J'étais planton et garde caisse du capitaine trésorier Boulin qui m'a laissé un bon souvenir. J'étais chargé de porter des plis ou de faire signer des documents par d'autres officiers. J'allais souvent à la préfecture et à la trésorerie principale de l'Isère, avec mon capitaine trésorier, nous allions chercher la paie des hommes de troupe et des officiers. J'allais également, deux fois par semaine, à la caserne du 1er régiment d'artillerie de montagne porter et faire signer des documents aux officiers avec ma bicyclette et ma sacoche. J'allais aussi au "polygone", bâtiment qui abritait l'artillerie et les munitions.

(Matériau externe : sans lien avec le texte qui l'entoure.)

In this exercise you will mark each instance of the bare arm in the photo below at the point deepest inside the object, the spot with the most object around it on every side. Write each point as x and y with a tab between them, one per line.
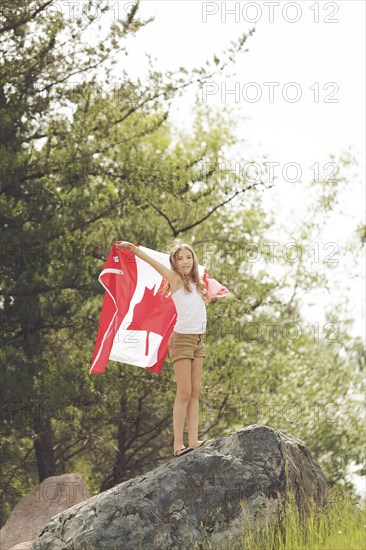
165	272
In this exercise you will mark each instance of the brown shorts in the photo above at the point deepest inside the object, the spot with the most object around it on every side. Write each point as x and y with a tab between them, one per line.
186	346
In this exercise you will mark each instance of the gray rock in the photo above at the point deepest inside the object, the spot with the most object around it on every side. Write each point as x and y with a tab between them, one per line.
30	515
212	494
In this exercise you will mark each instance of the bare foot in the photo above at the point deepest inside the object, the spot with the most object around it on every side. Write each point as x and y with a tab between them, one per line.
200	443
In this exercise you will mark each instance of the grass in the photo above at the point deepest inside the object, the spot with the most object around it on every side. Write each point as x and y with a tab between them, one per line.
339	525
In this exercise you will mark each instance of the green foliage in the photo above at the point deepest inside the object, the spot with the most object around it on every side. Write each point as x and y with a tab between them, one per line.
81	169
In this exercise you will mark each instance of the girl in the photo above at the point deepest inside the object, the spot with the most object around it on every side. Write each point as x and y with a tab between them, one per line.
186	346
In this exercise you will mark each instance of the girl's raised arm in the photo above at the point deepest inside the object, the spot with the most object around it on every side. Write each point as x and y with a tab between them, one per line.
164	271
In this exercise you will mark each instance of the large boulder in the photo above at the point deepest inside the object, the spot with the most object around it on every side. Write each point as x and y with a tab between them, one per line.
33	511
195	498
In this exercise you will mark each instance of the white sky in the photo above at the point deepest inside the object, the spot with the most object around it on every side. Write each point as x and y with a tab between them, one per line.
308	52
304	132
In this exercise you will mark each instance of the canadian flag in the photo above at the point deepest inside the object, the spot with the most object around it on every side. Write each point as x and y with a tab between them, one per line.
136	320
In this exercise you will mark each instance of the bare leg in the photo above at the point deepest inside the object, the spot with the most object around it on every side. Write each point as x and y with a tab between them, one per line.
182	369
193	405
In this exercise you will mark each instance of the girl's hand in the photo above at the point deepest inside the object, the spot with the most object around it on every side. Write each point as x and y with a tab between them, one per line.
124	245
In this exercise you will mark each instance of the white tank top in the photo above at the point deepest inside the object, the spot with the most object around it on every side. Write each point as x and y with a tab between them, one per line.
191	310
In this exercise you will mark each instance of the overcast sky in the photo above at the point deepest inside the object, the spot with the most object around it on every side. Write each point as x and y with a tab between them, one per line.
299	93
310	51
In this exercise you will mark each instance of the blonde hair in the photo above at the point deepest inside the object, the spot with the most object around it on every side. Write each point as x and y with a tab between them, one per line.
193	276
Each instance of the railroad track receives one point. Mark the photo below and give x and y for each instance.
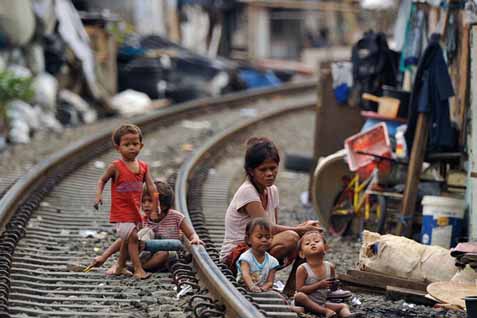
(46, 220)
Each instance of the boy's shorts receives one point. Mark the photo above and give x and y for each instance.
(125, 229)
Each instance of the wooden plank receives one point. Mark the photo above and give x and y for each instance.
(463, 70)
(305, 5)
(409, 295)
(381, 281)
(408, 206)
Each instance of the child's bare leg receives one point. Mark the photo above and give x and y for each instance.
(123, 256)
(133, 249)
(99, 260)
(302, 299)
(341, 309)
(158, 259)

Personne n'entrait sans le mot de passe qui changeait chaque jour. Mon capitaine me le confiait dans une enveloppe cachetée que je présentais au corps de garde qui le retransmettait au bureau de l'état-major du Polygone et, seulement à ce moment-là, je pouvais entrer en tant que planton du capitaine trésorier. Le polygone était un très vaste hangar abritant les canons courts de 75 et 155mm, ainsi qu'un innombrable stock d'autres armements et munitions, obus et matériel ambulancier, sanitaire, traverses de voies ferrées, aboutissant à des immenses quais d'embarquement en cas de mobilisation, côtoyant d'immenses terrains vagues de plusieurs hectares où sont effectuées de grandes manoeuvres: mise en place de batteries de canons et suivie de tirs à blanc de pièces d'artilleries, le tir réel était interdit.

Je passais naturellement devant la sentinelle qui montait la garde à côté de sa guérite. J'avais remarqué l'une d'elle car ce soldat présentait les armes avec toujours le même sourire aux lèvres; même les officiers lui rendaient son sourire. Quand il rejoignait la chambrée, il chantait et amusait toute la galerie avec ses pitreries. C'était vraiment l'amuseur de la caserne; il s'appelait Fernand Contandin. Quelques années plus tard il est devenu célèbre sous le nom de Fernandel. Beaucoup de photos ont circulé en son temps, le reproduisant en simple canonnier; ceci est authentique.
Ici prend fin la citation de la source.